The name of tower might be given more properly than that of gate to this construction of King Yusef Abul Hagiag; for it is in reality a large square tower, rather high, and through which there is a large hollow arch in the form of a heart, to which a hieroglyphic key and hand, cut in two separate stones, impart a stern and cabalistic air. The key is a symbol held in great veneration by the Arabs, on account of a verse in the Koran beginning with the words "He has opened," and of several other hermetic significations; the hand is destined to destroy the influence of the Evil Eye, the jettatura, like the little coral hands which they wear at Naples as pins or watch appendages, to avert the power of sinister looks. There was an ancient prediction which asserted that Granada would never be taken until the hand had seized the key: it must be owned, however, to the shame of the prophet, that the two hieroglyphics are still in the same places; and that Boabdil, el rey chico, as he was called on account of his small stature, uttered outside the walls of conquered Granada the historical groan, suspiro del Moro, which has given its name to a rock of the Sierra de Elvira.

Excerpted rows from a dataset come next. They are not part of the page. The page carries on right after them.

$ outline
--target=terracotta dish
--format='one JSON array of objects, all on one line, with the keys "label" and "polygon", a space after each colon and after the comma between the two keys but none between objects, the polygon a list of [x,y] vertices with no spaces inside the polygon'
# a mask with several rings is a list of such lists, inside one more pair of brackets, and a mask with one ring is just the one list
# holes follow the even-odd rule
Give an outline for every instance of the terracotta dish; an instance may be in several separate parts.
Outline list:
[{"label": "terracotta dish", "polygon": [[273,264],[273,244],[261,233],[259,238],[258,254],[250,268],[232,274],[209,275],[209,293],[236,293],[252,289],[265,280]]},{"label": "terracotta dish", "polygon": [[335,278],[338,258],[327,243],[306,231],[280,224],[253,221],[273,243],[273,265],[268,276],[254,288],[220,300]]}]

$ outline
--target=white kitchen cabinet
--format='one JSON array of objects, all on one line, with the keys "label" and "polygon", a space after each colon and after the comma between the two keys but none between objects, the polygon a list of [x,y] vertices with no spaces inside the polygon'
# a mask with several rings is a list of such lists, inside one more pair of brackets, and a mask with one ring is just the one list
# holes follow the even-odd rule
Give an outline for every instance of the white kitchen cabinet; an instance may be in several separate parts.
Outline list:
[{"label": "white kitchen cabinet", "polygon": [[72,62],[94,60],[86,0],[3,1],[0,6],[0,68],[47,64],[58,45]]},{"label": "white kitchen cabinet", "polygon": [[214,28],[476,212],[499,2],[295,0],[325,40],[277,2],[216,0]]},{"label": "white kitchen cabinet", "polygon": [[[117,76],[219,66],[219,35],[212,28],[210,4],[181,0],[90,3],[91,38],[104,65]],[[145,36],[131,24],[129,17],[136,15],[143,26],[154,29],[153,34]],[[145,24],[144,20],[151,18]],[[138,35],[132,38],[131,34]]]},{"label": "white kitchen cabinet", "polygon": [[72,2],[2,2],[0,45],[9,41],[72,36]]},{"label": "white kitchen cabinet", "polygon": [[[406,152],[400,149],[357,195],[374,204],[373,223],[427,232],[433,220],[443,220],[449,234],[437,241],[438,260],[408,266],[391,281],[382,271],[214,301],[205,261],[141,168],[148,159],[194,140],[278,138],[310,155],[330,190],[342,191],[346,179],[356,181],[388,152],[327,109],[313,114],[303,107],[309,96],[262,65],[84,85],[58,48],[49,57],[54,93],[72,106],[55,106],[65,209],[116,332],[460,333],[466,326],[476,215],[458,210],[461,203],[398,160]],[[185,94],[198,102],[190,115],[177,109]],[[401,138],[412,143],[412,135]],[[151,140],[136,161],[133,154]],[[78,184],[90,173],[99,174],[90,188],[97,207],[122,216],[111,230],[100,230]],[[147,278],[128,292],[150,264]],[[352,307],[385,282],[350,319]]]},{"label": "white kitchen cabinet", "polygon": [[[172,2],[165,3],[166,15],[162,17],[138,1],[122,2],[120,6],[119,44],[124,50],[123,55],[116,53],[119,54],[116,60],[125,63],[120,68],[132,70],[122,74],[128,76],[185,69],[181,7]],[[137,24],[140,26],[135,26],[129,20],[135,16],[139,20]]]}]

This massive and embattled tower, glazed with orange and red on a stiff sky-blue ground, and having behind it a whole abyss of vegetation, with the city built on a precipice, while beyond it are long ranges of mountains streaked with a thousand hues, like those of African porphyry, forms a truly majestic and splendid entrance to the Arabian palace. Under the gate is a guard-house, and poor ragged soldiers now take their siesta in the same place where the caliphs, seated on sofas of gold brocade, with their black eyes motionless in their marble faces and their hands buried in the folds of their silky beards, listened with a thoughtful and solemn air to the complaints of the believers. An altar, surmounted by an image of the Virgin, stands against the wall, as if to sanctify at the very entrance this ancient abode of the worshippers of Mahomet.
When you have passed through the gate, you enter a vast place called the Plaza de las Algives, in the middle of which is a well whose curb is surrounded by a sort of wooden shed covered with esparto-work, where you can go, for a cuarto, and drink large glasses of water as clear as a diamond, as cold as ice, and of the most delicious taste. The towers of Quebrada, the Homenaga, the Armeria, and of the Vela, whose bell announces the time at which the water is distributed; and stone parapets on which you can lean, in order to admire the wonderful view that stretches itself before you, surround one side of the place; the other side is occupied by the palace of Charles the Fifth, an immense monument of the Renaissance which would be admired anywhere else, but which is wished anywhere but here when you think that it covers a space once belonging to a part of the Alhambra, that was pulled down on purpose to make room for this heavy mass. This alcazar was designed, however, by Alonzo Berruguete: the trophies, bas-reliefs, and medallions on its façade have been executed with patience by a bold and spirited hand: the circular court with its marble columns, where the bull-fights, doubtless, took place, is certainly a magnificent piece of architecture, but non erat hic locus.